L'aria era pesante e il luogo angusto, una cinquantina di ragazzi sudaticci si muovevano a ritmo di musica, strusciandosi fragorosamente sui corpi ossuti di altrettante studentesse smaniose. Facendosi largo tra la folla le due raggiunsero Eric, intento a scolarsi un grosso bicchiere di birra, saldamente stretto nella sua grande mano callosa. Senza pensarci un secondo Sho si avventò sul quel bicchiere e portandoselo alle labbra lo bevve tutto d'un sorso, suscitando le urla e i fischi dei ragazzi seduti di fronte a lei. Madison rimase a guardarla, lasciandosi sfuggire un lieve sussulto, seguito da un flebile “Oh mio Dio”.

<< Coraggiosa la tua amica. >> Una voce roca si accostò a Mads, che annuì senza voltarsi.

<< Vuole sempre essere al centro dell'attenzione, è fatta così. >> Sorrise, scuotendo la testa, osservando l'amica che ora era intenta a scolarsi un'intera bottiglia di vodka alla pesca, tenendo ben incollate al beccuccio le sue labbra ormai violacee.

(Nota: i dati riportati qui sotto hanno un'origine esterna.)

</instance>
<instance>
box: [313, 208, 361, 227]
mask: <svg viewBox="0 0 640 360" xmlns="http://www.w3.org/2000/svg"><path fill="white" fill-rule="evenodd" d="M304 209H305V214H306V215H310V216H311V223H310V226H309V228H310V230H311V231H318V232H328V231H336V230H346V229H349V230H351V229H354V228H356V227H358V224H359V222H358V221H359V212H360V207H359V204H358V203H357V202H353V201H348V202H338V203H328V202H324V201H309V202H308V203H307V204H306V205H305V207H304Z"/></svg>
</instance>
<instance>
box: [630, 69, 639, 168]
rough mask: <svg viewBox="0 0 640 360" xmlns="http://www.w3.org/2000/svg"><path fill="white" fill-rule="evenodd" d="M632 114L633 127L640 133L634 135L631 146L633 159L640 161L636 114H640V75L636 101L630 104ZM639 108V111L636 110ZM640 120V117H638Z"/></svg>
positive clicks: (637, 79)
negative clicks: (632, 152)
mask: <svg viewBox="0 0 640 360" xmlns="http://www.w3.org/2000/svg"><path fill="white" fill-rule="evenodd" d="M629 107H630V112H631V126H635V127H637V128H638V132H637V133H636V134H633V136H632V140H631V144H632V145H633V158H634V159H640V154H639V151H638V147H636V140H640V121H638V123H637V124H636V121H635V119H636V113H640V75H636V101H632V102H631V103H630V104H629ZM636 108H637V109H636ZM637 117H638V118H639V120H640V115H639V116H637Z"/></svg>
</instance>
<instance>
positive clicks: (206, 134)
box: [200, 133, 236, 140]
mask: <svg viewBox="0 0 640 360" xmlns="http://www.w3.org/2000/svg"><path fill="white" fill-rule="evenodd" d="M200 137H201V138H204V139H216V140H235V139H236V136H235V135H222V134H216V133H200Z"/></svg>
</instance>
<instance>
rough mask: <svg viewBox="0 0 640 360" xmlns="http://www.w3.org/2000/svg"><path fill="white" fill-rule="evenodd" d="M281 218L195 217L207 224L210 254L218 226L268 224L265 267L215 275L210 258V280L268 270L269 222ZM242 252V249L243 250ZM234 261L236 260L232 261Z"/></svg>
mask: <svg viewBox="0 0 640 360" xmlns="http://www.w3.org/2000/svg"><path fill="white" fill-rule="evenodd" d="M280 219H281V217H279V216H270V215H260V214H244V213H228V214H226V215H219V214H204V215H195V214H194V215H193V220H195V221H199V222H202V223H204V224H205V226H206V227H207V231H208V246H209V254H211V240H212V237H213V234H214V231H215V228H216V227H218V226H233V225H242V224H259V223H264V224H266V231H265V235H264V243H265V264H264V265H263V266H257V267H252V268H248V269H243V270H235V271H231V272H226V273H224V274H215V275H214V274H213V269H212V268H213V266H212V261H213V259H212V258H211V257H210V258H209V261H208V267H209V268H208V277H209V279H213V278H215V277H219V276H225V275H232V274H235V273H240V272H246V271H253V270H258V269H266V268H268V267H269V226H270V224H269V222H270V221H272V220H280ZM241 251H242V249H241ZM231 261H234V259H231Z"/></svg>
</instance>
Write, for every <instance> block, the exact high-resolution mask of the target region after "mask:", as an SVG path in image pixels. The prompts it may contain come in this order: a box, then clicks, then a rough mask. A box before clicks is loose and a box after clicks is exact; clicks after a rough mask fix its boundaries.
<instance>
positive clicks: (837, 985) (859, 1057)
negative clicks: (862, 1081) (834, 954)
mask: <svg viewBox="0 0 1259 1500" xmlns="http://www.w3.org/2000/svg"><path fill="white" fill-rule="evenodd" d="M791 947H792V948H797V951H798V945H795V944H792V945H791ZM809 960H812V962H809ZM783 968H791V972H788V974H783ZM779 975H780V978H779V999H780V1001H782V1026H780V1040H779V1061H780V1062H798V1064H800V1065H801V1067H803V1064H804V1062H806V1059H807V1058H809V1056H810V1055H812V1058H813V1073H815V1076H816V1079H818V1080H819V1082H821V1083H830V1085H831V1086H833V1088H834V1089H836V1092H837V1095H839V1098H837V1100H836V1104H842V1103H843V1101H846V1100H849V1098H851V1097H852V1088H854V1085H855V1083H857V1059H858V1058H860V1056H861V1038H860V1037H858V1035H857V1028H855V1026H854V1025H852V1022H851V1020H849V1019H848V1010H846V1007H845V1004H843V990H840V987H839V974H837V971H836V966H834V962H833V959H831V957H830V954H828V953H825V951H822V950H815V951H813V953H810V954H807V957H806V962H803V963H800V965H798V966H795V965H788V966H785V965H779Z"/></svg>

Era davvero fatta così, Sho. I suoi lunghi capelli rossicci le erano costati il soprannome di “Diavoletta” all'età di sei anni, soprannome che da lì si sarebbe portata fino alla tomba. Strano come quel nomignolo rispecchiasse in pieno il suo carattere, ribelle, frenetico, senza controllo, sciolto da ogni qualsivoglia catena, sia terrena che morale, Sho faceva quello che voleva quando ne aveva voglia, senza rimorsi, senza rimpianti come se per lei non esistessero leggi, non esistesse religione, come se la sua coscienza fosse partita per una vacanza senza fine. Mads, da un lato, ne invidiava la forza, gelosa segretamente di quella tempra che non avrebbe mai potuto far sua, la osservava nell'ombra prendersi gioco dei più deboli e si rallegrava di non essere una delle sue vittime ma, bensì, una complice, silenziosa e beffarda che, sapeva, l'avrebbe aiutata in ogni suo crimine.